D’un côté c’est un foyer poétique libéré des grandes causes de la poésie, et de ses grands rôles.

Et d’un autre côté il envahit les tentations du quotidien et du passager et de l’éphémère de l’absurde, les assimile et les dépasse, afin de rendre à la poésie une sorte de grandeur qu’elle avait failli perdre durant l’ère poétique passée.

Conclusion

Quels sont les éléments de la scène poétique aujourd’hui ?
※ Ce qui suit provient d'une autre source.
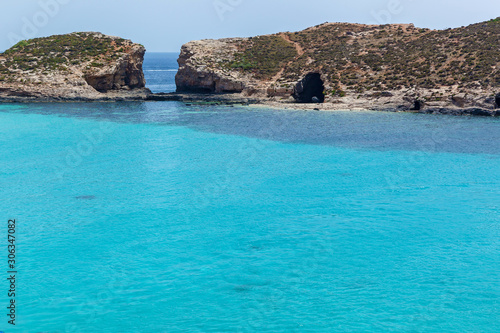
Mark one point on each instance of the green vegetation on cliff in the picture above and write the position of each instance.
(58, 53)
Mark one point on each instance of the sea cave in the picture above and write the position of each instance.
(310, 89)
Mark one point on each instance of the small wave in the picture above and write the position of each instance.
(160, 70)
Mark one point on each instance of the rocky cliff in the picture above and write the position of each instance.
(76, 66)
(399, 66)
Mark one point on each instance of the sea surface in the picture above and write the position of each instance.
(162, 217)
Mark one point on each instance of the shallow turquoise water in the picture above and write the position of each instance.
(158, 217)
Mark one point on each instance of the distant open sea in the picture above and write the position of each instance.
(162, 217)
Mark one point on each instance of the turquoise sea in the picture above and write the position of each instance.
(162, 217)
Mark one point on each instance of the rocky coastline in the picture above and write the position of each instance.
(274, 70)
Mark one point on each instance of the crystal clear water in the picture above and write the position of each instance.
(162, 217)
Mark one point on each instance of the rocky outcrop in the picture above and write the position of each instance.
(77, 66)
(201, 68)
(382, 67)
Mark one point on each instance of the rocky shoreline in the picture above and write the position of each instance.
(145, 95)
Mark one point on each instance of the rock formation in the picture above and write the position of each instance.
(76, 66)
(390, 67)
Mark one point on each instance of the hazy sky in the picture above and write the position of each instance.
(164, 25)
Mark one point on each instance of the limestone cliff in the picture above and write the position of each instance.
(76, 66)
(395, 66)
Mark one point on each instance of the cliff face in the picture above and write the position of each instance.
(401, 65)
(77, 66)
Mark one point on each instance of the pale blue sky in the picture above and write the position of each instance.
(164, 25)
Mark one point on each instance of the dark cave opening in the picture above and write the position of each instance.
(417, 106)
(310, 89)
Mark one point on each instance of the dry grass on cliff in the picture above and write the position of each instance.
(264, 56)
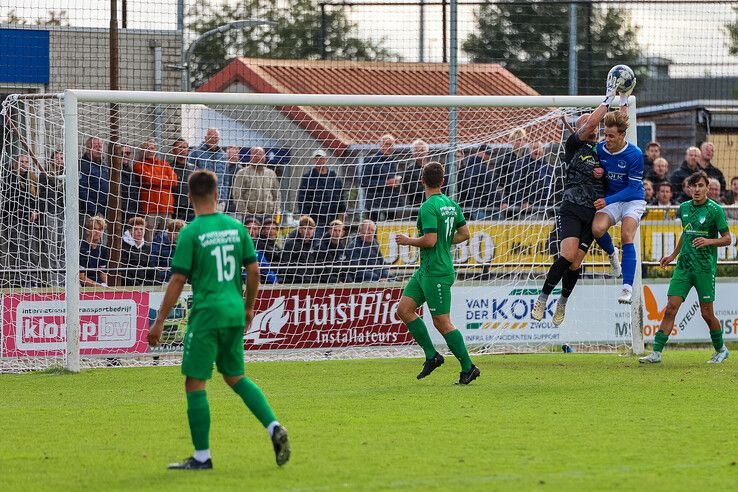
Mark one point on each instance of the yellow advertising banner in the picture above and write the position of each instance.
(504, 243)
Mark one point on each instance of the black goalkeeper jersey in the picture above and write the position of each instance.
(580, 187)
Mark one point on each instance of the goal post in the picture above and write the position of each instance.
(332, 314)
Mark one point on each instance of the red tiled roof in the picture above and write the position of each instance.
(339, 127)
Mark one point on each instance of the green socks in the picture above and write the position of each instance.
(717, 339)
(198, 414)
(659, 340)
(455, 342)
(255, 400)
(420, 334)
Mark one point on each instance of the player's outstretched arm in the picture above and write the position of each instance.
(723, 240)
(171, 296)
(598, 114)
(462, 234)
(427, 240)
(252, 288)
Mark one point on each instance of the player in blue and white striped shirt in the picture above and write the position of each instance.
(624, 195)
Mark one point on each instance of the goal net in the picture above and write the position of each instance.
(93, 194)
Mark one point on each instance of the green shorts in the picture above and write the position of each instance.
(682, 282)
(224, 346)
(435, 291)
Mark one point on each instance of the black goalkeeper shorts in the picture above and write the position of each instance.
(576, 221)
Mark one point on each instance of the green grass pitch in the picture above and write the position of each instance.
(531, 422)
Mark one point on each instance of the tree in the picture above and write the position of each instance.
(532, 41)
(297, 35)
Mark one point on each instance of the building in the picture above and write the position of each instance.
(50, 59)
(350, 134)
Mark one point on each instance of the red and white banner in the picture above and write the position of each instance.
(111, 323)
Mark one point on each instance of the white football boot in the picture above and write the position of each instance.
(539, 309)
(559, 313)
(652, 358)
(615, 269)
(626, 295)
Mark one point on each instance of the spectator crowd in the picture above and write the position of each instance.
(153, 206)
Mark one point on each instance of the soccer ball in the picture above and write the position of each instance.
(623, 77)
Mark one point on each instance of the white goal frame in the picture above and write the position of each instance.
(73, 97)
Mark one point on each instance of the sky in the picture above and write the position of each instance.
(691, 34)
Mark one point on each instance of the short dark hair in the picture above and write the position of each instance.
(433, 174)
(695, 178)
(203, 184)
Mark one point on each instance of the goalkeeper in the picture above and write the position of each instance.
(582, 187)
(440, 225)
(211, 251)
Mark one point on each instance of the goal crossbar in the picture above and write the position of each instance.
(71, 99)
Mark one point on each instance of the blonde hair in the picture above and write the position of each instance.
(616, 119)
(175, 225)
(136, 221)
(95, 222)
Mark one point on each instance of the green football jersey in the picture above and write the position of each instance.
(705, 220)
(441, 215)
(211, 251)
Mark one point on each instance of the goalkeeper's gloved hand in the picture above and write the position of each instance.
(610, 89)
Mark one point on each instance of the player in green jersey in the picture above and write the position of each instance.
(705, 229)
(440, 225)
(211, 251)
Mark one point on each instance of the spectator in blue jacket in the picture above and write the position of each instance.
(516, 174)
(130, 184)
(477, 189)
(380, 180)
(94, 179)
(365, 257)
(320, 195)
(162, 249)
(268, 276)
(211, 157)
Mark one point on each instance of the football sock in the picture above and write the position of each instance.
(605, 243)
(659, 340)
(568, 281)
(455, 342)
(555, 272)
(629, 263)
(420, 334)
(198, 414)
(202, 455)
(255, 400)
(717, 339)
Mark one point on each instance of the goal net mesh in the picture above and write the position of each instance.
(323, 191)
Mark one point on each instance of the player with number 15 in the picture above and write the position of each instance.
(441, 224)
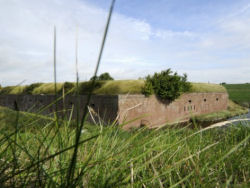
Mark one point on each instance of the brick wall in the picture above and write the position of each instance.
(159, 112)
(148, 111)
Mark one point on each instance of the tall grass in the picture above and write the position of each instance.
(38, 151)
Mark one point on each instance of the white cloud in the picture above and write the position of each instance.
(134, 48)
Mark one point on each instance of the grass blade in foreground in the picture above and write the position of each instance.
(71, 171)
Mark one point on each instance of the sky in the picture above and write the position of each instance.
(207, 39)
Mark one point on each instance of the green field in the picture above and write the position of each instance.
(239, 93)
(36, 150)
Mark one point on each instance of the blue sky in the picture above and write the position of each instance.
(207, 39)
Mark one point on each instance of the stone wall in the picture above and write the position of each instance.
(159, 112)
(148, 111)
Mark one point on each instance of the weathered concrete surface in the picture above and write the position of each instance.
(149, 111)
(158, 112)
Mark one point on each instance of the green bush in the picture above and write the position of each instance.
(166, 85)
(29, 89)
(6, 90)
(85, 87)
(68, 86)
(104, 76)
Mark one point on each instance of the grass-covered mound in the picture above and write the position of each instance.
(111, 87)
(111, 157)
(239, 93)
(207, 88)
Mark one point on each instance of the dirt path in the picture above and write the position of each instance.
(220, 124)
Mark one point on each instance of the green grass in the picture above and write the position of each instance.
(233, 110)
(239, 93)
(47, 88)
(113, 87)
(116, 158)
(207, 88)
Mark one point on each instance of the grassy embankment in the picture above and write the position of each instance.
(116, 158)
(124, 87)
(101, 87)
(239, 93)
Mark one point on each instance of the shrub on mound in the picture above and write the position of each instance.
(166, 85)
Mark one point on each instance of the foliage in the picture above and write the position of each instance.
(166, 85)
(121, 87)
(47, 88)
(6, 90)
(29, 89)
(103, 76)
(68, 86)
(86, 87)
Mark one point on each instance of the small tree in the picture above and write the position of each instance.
(166, 85)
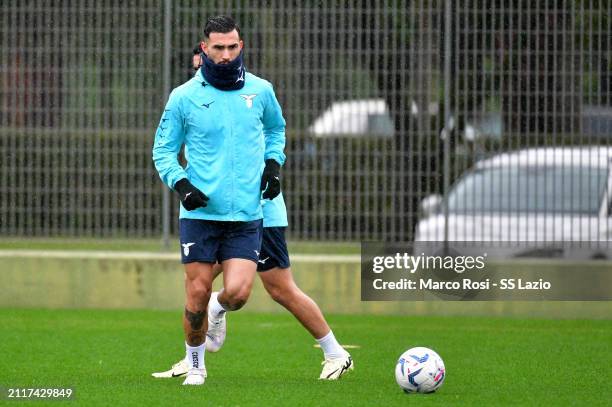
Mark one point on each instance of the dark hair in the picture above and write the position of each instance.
(220, 24)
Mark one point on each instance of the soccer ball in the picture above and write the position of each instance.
(420, 370)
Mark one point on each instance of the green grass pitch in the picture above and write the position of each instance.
(107, 356)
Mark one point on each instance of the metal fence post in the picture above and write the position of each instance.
(167, 58)
(446, 131)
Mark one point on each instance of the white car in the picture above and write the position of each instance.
(557, 194)
(354, 118)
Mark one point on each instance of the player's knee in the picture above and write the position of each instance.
(282, 294)
(237, 298)
(198, 291)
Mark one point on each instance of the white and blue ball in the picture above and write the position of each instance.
(420, 370)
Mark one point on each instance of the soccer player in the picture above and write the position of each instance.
(231, 125)
(274, 270)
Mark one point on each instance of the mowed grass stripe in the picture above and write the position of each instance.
(269, 359)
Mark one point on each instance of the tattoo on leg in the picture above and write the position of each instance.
(196, 319)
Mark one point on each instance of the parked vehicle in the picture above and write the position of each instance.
(560, 194)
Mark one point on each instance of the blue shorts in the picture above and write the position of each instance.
(211, 241)
(274, 251)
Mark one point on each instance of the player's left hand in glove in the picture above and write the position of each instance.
(191, 197)
(270, 180)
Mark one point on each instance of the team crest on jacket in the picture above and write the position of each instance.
(248, 99)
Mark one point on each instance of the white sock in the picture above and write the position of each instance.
(216, 309)
(331, 347)
(195, 356)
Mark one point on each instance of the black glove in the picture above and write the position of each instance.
(270, 180)
(191, 197)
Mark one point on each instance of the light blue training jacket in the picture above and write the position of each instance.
(227, 137)
(275, 212)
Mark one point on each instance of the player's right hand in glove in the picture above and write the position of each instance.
(270, 180)
(191, 197)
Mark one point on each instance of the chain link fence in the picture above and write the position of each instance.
(387, 102)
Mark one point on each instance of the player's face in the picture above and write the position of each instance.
(196, 61)
(222, 48)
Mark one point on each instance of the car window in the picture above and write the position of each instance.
(530, 189)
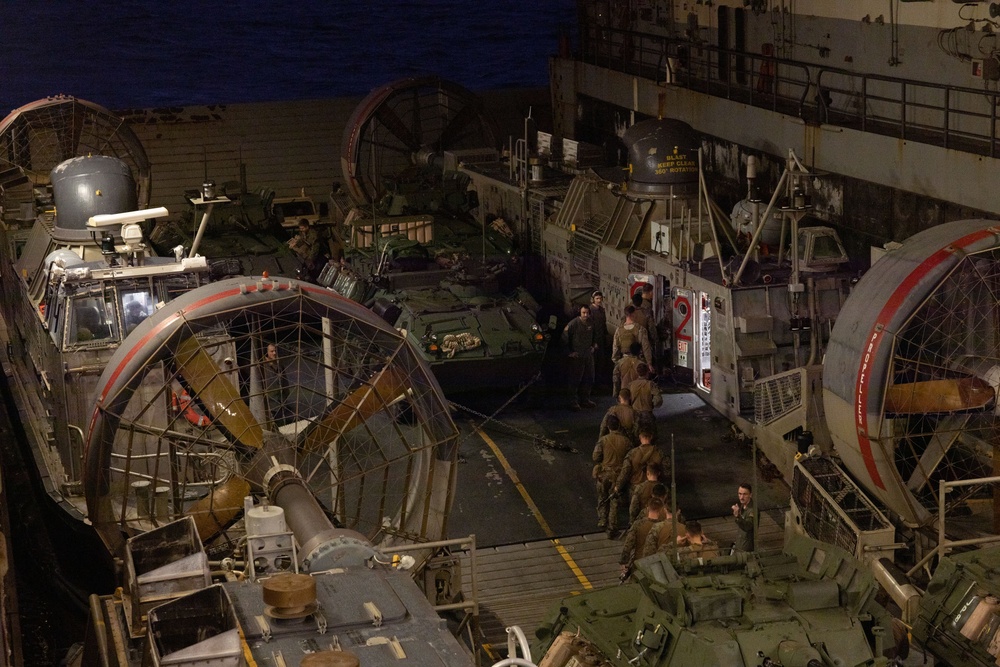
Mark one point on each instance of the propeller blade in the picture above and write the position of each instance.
(217, 394)
(931, 396)
(216, 510)
(362, 403)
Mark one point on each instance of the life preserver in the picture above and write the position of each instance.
(184, 405)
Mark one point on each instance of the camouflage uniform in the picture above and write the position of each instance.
(608, 456)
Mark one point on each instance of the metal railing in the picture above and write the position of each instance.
(956, 117)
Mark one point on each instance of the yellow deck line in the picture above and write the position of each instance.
(580, 576)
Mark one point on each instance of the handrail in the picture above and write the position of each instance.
(957, 117)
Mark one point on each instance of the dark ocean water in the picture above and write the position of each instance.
(149, 54)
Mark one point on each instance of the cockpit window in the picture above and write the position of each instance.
(91, 320)
(136, 306)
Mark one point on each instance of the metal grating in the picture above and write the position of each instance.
(776, 396)
(819, 520)
(587, 246)
(637, 262)
(832, 508)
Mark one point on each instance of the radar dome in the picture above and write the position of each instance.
(87, 186)
(663, 153)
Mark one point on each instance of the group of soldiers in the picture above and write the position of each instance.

Pour être extrêmement concis je dirai que s’entrelacent sur cette scène les cumuls des vingt-cinq dernières années, c’est-à-dire ces trois générations poétiques différentes et variées qui ne s’alignent pas dans une vision poétique unique.

Et avant et pendant tout cela, il y a aussi les poètes qui précédèrent ces 3 générations en tant qu’âge et expérience, et qui continuent leurs parcours au sein de la vie poétique actuelle.

C’est l’expérience poétique libanaise moderne dans toute sa variété. Et je l’ai exposée du point de vue de ma propre vision poétique et critique, et sans jugements de valeur.

Et il est probable que le paysage de cette expérience, avec ce qu’il comporte de différences et de divergences et d’hétérogénéité, consiste l’un des signes précurseurs qui annoncera la naissance d’une autre poésie dans la poésie, et qui annoncera peut-être de  nouvelles révolutions et de naissances.